Rac0 : « Cette réforme porte en germe la suppression des ocam »
Laurent Borella, directeur santé de Malakoff Médéric et directeur général de Kalivia, alerte sur les risques stratégiques du reste à charge zéro pour les complémentaires santé (ocam). Il insiste sur la nécessite de limiter la taille du panier de soins rac0.
La levée de boucliers contre le réforme du gouvernement du reste à charge zéro ne viendra pas des fédérations. Tandis que la FNMF, la FFA et le CTIP ont affiché publiquement leur soutien à la réforme voulue par Emmanuel Macron, certains consultants et professionnels considèrent que le rac0 s'attaque au cœur de l'activité des complémentaires et critiquent le conformisme des fédérations.
Laurent Borella, directeur santé de Malakoff Médéric et directeur général de Kalivia, était l'invité de la matinée Prospectives santé, organisée par le cabinet Actuaris et Joxa. Il a insisté sur le rôle prépondérant des Ocam sur le remboursement des soins optiques, dentaires et les audioprothèses aujourd'hui et sur le risque « de devenir un payeur aveugle » sur ce type de dépenses avec le rac0. « Cette réforme porte en germe la suppression des Ocam. Nous sommes en train de donner tous les curseurs de pilotage au ministère », a-t-il dit. Or, sur les 26Mds d'euros pris en charge par les complémentaires santé en 2016, 32% concernent l'optique, le dentaire et l'audioprothèse. Presque un tiers de la raison d'être des Ocam serait donc menacé par la réforme.
Pour le directeur général de Kalivia, nous nous acheminons vers un « modèle Alsace Moselle », ou « modèle Agirc Arrco », où les organismes complémentaires agiraient comme un deuxième pilier du système. Pour éviter de perdre cet « espace de souveraineté » sur les soins optiques, dentaires et audioprothèses, Laurent Borella insiste sur la nécessité de « limiter la taille du panier Rac0 et laisser un espace de respiration en dehors du Rac0 ».
Les estimations d'Actuaris indiquent que le panier Rac0 pourrait concerner 20% des dépenses en optique. Ce panier prendrait en charge des montures d'entre 85 et 100 euros. Mais, dans l'état actuel des négociations, Laurent Borella pense que le panier rac0 concernera un plus grand nombre d'assurés, au-delà de 20%.

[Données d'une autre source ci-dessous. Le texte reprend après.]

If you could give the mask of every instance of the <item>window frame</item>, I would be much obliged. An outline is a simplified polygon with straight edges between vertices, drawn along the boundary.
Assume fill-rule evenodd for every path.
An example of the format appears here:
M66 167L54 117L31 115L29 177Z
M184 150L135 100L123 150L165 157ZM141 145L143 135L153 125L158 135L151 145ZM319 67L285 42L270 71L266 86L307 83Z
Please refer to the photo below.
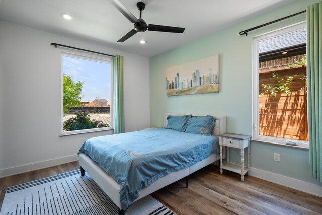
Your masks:
M284 146L288 146L286 142L288 141L296 141L299 147L308 148L309 142L303 140L295 140L286 138L276 137L269 136L263 136L259 134L258 125L259 124L259 53L258 43L276 37L281 35L288 34L299 30L306 28L306 22L303 21L293 25L289 25L276 30L253 37L252 47L252 139L266 142L271 142Z
M76 58L82 59L87 60L94 61L96 62L108 63L110 65L110 80L111 86L111 101L110 101L110 114L111 119L111 126L110 127L105 127L104 128L91 128L88 129L77 130L70 131L64 131L63 128L63 57L67 56L74 57ZM103 131L109 130L114 129L113 119L113 58L112 57L102 56L102 55L98 55L96 54L91 54L88 53L82 53L74 52L72 51L63 51L60 53L60 136L66 136L72 134L77 134L86 133L90 133L93 132Z

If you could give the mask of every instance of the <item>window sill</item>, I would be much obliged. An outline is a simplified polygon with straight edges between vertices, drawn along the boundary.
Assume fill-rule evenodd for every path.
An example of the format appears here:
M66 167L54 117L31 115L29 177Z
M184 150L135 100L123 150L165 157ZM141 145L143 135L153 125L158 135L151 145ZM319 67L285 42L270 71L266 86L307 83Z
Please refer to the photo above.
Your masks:
M93 133L94 132L101 132L101 131L106 131L109 130L113 130L114 131L114 129L113 128L108 128L106 129L87 129L87 130L79 130L78 131L75 131L75 132L72 131L66 131L62 133L61 133L59 135L59 136L69 136L70 135L75 135L75 134L82 134L84 133Z
M305 147L305 146L303 146L287 145L286 144L278 144L278 143L276 143L276 142L268 142L268 141L263 141L263 140L256 140L256 139L251 139L251 142L261 142L261 143L263 143L263 144L271 144L271 145L278 145L278 146L281 146L281 147L290 147L290 148L295 148L295 149L301 149L301 150L308 150L308 146Z

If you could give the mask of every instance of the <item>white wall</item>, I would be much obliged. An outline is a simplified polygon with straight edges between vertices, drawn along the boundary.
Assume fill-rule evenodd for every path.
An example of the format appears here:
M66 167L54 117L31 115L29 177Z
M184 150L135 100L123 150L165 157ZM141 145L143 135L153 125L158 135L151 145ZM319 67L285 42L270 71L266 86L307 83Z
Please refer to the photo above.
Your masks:
M149 126L148 57L0 21L0 177L77 160L82 139L112 132L59 136L64 50L51 42L123 56L126 131Z

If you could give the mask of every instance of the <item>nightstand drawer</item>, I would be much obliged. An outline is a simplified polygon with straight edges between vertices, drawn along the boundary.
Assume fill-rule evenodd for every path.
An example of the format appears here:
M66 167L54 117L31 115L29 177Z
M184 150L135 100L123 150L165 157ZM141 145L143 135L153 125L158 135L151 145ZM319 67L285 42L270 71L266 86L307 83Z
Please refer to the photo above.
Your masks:
M239 147L239 141L235 139L226 139L225 138L222 138L222 142L223 144L227 146L231 146L236 147Z

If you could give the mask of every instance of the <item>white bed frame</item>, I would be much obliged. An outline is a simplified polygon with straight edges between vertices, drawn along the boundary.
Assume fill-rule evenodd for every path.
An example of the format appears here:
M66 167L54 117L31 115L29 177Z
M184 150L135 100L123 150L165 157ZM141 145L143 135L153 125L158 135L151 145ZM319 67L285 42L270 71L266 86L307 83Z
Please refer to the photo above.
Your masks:
M178 113L165 113L165 125L167 125L167 116L168 115L180 116L186 115ZM226 116L217 115L210 115L216 119L215 127L212 131L212 135L217 136L226 133ZM194 116L205 116L206 115L193 114ZM225 153L223 154L224 155ZM121 206L120 201L120 185L112 177L106 173L89 157L83 153L78 155L79 165L83 170L94 180L96 183L113 200L120 209L119 214L124 214L124 209ZM164 176L153 182L149 187L139 192L139 197L136 201L148 195L171 184L183 178L189 176L191 173L208 165L220 159L219 154L212 154L208 158L200 161L196 164L182 170L173 172Z

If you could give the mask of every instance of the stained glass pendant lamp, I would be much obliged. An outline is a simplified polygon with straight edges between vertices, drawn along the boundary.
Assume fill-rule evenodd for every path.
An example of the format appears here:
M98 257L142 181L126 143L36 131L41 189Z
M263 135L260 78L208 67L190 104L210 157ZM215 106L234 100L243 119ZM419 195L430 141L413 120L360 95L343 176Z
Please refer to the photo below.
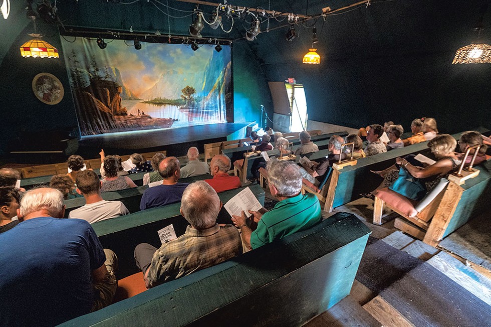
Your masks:
M24 57L60 58L58 50L41 39L39 34L29 34L33 38L21 46L21 55Z

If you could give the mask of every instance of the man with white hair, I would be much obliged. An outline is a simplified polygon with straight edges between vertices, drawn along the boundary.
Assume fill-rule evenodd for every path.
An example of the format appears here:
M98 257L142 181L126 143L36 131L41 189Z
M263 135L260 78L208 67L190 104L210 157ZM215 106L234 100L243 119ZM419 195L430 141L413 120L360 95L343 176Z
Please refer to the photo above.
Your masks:
M213 178L204 181L211 185L217 193L240 187L240 179L228 175L230 166L228 156L217 154L210 162L210 171Z
M253 231L246 224L246 214L233 216L234 225L240 229L242 240L249 248L256 249L296 232L315 226L322 219L321 205L313 194L302 195L302 175L295 162L272 160L268 181L272 195L279 202L264 214L249 210L258 227ZM263 208L263 210L266 209Z
M221 208L216 192L205 182L195 182L186 188L180 211L191 226L187 226L184 235L163 243L159 249L147 243L139 244L135 249L136 265L143 272L147 288L242 253L237 229L216 222Z
M320 162L315 162L313 167L304 165L303 168L301 168L300 172L304 178L312 184L316 184L316 180L321 182L329 167L339 160L340 155L341 156L342 160L347 159L346 154L344 152L341 153L341 145L343 143L344 139L341 136L337 135L331 136L327 146L331 153Z
M0 325L54 325L108 305L114 253L90 225L62 219L63 196L43 188L21 200L21 222L0 234Z
M295 151L295 155L310 153L311 152L317 152L319 151L319 147L317 144L310 140L310 134L306 130L303 130L299 134L299 138L300 139L300 146Z
M187 150L187 158L189 161L183 167L181 168L181 178L192 177L210 173L210 168L206 162L199 161L198 156L199 152L196 146L191 146Z

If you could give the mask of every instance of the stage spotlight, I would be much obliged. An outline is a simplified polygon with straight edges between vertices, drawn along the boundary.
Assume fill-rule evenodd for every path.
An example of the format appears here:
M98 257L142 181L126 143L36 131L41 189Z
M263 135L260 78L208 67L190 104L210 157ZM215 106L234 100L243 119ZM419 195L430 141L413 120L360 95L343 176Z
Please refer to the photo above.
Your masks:
M220 26L220 24L221 24L221 16L218 16L218 17L216 17L217 15L218 14L216 13L216 12L215 12L211 14L211 18L210 21L214 22L214 23L210 25L210 27L211 27L212 30L216 30L218 28L218 26ZM216 20L215 17L216 18Z
M246 38L248 41L254 41L258 34L261 32L261 24L259 20L257 20L254 26L250 30L246 32Z
M191 25L189 25L189 34L196 38L202 38L203 37L201 36L201 33L199 32L204 27L204 24L203 24L203 18L201 17L201 13L198 12L196 19L194 20Z
M141 44L140 43L140 41L138 40L135 40L133 42L133 44L135 45L135 49L137 50L139 50L141 49Z
M103 49L106 49L106 47L107 46L107 43L104 42L104 40L102 39L102 38L99 38L97 39L97 45L101 50Z
M295 29L293 26L291 26L288 29L288 32L285 35L285 37L286 38L287 41L293 41L294 39L297 36L297 32L295 32Z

La réforme du rac0 aurait pu être mené par le biais des contrats, via les réseaux de soins, selon L. Borella, mais le gouvernement s'achemine « vers une méthode réglementaire, avec une nouvelle nomenclature, des prix limites de vente et une augmentation de la base de remboursement en optique et en audioprothèse. Le tableau de bord n'est plus chez nos actuaires ni nos actuaires mais il est à la Direction de la Sécurité sociale ».
Laurent Borella « regrette que ce combat soit insuffisamment mené par les fédérations qui se contentent parfois de mettre en œuvre les réformes ». Il a directement critiqué l'association Inter-AMC, « occupée à discuter sur la date de mise en oeuvre du rac0, soit 2020, soit 2021, sans chercher à le contester ».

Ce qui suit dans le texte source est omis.